Post-apocalyptic nature writing
Science fiction writer Murray Leinster’s novella The Mad Planet was first published in the June 12, 1920 issue of The Argosy magazine. The mad world referred to in the rather lazy, generic title is actually the planet Earth, 30,000 years in the future. Climate change has drastically altered the planet’s flora and fauna, and mankind has adapted into a new species in order to survive in the harsh environment. While Leinster acknowledges that human industry has raised the level of carbon dioxide in the atmosphere, that is not the reason for the apocalypse in this story. Instead, fissures suddenly burst open in the Earth’s surface, and greenhouse gases spew forth from deep beneath the planet’s crust. The result, in the long run, is a world nearly devoid of plants, carpeted instead with various forms of fungi. The animal life of the 320th century consists almost entirely of giant insects and arachnids. The hero of the story, a humanoid named Burl, traverses through toadstool forests fighting off gargantuan spiders and waves of foot-long army ants.

One disappointing aspect of The Mad Planet is that the plot consists entirely of just one guy walking through this landscape. Through flashbacks, there is mention made of a human society existing in this world, but the reader sees almost no interaction between Burl and other members of the human race. This is the first book of a Burl series, so perhaps Leinster delves deeper into these future hominids in a later volume. Here the plot is only the barest of threads, as if the stage setting were far more important to Leinster than the narrative that takes place within it. That said, it is still a very good piece of science fiction writing. The way that Leinster directs the reader’s experience of this future Earth is more effective than, for example, Edgar Rice Burroughs’s descriptions of the lost world in his Land That Time Forgot series. Perhaps the lack of human contact succeeds in one respect, in that Leinster need not be stingy with the monster bugs. The prose is never boring, and Leinster adds a lot of creative touches that bolster the authenticity of this speculative world, such as when Burl crafts himself an outfit from a giant moth’s wing.

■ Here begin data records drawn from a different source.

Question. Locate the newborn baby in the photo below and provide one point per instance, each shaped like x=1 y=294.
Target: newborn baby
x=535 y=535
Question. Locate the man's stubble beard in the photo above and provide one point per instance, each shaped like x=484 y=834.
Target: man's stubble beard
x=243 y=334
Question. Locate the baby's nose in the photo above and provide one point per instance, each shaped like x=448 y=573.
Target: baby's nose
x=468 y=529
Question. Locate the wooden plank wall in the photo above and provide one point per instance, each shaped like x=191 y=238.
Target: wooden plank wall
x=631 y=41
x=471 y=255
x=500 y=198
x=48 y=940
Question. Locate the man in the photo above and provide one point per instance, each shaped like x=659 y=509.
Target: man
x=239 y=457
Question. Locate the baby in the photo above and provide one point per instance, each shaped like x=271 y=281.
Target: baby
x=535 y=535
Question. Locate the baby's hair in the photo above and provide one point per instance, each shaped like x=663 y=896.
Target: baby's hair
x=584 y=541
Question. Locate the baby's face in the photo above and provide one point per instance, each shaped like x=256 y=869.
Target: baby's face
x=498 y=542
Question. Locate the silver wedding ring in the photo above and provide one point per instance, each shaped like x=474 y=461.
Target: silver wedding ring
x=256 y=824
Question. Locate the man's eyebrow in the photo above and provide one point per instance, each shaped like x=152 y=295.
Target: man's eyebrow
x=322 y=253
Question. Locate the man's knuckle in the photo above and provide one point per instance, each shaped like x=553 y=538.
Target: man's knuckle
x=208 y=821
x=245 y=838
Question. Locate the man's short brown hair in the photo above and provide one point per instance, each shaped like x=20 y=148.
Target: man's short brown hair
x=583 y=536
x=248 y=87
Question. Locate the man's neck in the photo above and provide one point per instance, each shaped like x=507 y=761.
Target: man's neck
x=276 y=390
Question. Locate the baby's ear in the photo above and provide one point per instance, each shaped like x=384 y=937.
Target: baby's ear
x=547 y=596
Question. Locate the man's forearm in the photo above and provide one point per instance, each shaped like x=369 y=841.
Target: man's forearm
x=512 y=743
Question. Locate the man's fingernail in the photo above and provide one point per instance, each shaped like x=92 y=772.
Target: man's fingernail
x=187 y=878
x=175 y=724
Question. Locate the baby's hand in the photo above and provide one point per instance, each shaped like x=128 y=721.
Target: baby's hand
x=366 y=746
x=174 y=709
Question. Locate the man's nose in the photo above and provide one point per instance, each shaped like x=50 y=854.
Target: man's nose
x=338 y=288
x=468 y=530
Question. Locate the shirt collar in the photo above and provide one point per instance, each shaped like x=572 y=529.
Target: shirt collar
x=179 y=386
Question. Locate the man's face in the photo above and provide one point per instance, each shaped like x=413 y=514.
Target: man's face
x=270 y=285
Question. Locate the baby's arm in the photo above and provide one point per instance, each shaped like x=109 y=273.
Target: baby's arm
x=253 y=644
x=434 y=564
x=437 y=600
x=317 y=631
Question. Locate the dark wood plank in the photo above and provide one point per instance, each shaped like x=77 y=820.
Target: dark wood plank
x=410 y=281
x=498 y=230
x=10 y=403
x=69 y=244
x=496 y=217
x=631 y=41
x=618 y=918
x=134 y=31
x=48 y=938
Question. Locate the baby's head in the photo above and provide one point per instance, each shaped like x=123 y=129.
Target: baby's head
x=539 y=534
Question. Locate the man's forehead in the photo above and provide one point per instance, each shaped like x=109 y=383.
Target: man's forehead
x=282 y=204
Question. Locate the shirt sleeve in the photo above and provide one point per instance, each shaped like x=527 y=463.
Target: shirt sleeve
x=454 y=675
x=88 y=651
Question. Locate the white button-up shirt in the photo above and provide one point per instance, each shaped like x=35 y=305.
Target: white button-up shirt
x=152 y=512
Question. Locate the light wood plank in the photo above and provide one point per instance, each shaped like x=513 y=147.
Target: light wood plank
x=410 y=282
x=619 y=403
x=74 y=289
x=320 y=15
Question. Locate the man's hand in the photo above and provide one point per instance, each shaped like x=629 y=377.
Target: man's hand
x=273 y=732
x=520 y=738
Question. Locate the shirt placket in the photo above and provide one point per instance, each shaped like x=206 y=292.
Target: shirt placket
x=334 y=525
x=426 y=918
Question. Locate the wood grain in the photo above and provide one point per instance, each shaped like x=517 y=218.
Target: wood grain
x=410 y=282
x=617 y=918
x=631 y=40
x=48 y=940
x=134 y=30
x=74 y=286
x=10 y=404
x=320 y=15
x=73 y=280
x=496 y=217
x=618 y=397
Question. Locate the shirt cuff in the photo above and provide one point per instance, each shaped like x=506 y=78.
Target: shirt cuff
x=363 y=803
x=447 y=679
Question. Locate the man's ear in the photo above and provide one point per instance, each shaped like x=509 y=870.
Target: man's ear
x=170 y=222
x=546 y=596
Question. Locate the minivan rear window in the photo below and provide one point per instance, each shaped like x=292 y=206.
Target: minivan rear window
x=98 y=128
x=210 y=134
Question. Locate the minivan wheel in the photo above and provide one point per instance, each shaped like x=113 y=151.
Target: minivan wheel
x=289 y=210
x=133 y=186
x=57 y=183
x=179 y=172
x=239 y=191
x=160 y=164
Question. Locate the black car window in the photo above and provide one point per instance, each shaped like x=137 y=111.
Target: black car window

For the most part, the book feels like a naturalist’s essay on the ecosystem of a fictional universe, like some bizarre journal of an acid trip by John Muir or Henry David Thoreau. Beyond that, Leinster also includes some supplemental commentary on human development. Though existing 30 millennia in the future, Burl and his people are about as idiotic as mankind was 30 millennia ago, yet he still has the capacity to learn and grow, create new tools, and exercise rudimentary reasoning. Leinster delivers a positive message by using Burl to illustrate the unstoppable ingenuity of mankind, even in the face of deadly adversity. Really though, even that seems like just another excuse to show off this freaky fungi world and its giant insects.

Still, despite its faults, this is an entertaining adventure and an admirable work of sci-fi for 1920. For those who enjoy vintage pulp fiction, The Mad Planet is certainly worth a download and a couple hours of light reading.